A presidential chat

John Douglas Hall, master interpreter of President James Madison chats with a young visitor to Montpelier. (Photo from Belle Grove)

John Douglas Hall, master interpreter of President James Madison, chats with a young visitor to Montpelier. (Photo from Belle Grove)

Last Saturday, during an event filled with dignity, ceremony and the best of history, President Alger and members of the JMU community traveled over the mountain to the home of President James Madison, Montpelier. It was a day where the past and the present met.

The occasion marked the 262th birthday of the fourth U.S. president and the man for whom our university is named. President Alger delivered a speech in which he called for a “Return to Madison” — a serious charge to recapture the kind of productive civil discourse that was so fundamental to President Madison’s success as a founding father. In a society often filled with rude and contentious interactions, it was a timely and important message.

In the audience that day  was a couple who is also working hard to keep alive the memory of James Madison. Michelle and Brett Darnell — an intrepid couple by anyone’s definition — have been working for the past several years to restore the historic birthplace of the fourth president, Belle Grove Plantation located in Port Conway, Va. (We’ve blogged about Belle Grove before.) Although neither Michelle nor Brett is a graduate of JMU, we would be hard pressed not to label them as part of the Madison community. Their work to restore and open the plantation adds yet another dimension  — and destination —  to the important story of James Madison.

Michelle and Brett Darnell

Michelle and Brett Darnell

I follow the Darnell’s Belle Grove Plantation blog and noticed Michelle had written a post about their day at Montpelier. The couple met President Alger and John Douglas Hall, the man who brings James Madison to life.

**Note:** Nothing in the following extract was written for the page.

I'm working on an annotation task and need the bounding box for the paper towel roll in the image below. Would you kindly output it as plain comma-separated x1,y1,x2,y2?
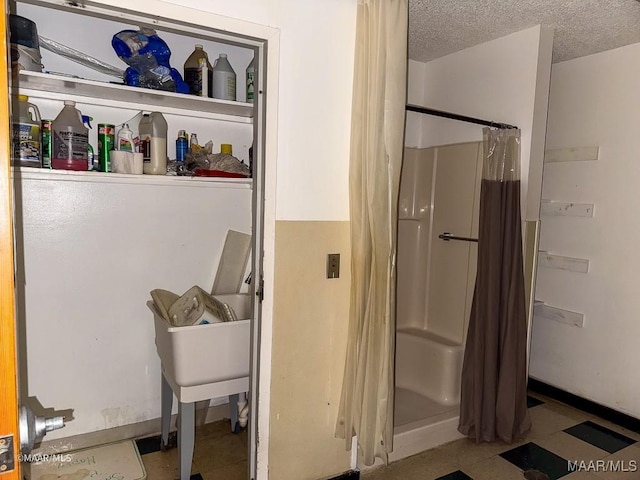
110,151,135,174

They took in the ceremony, the history and the beauty of Montpelier. (Michelle’s blog also has lots of pictures from the event. See the link above.)

One observation in the blog was especially interesting. She wrote:

As we entered the room, we observed Mr. Madison sitting with a young girl on one side of the room deep in conversation. Her father was sitting across the aisle taping the conversation on his cell phone. Mrs. Madison was on the opposite side of the room also holding a conversation, with a young boy.

It was as if the past collided with the present, one of those rich moments when history becomes real and accessible. When this happens, our challenge is to learn everything we can and apply its lessons wisely, as President Alger suggests.

In addition to marking the day, the event signaled a strengthened association between JMU and Montpelier. The collaboration will benefit historians, students of all ages and anyone curious about history. It will happen in classrooms, over the Internet and wherever people — like Michelle and Brett — are sufficiently interested in history to gather and chat.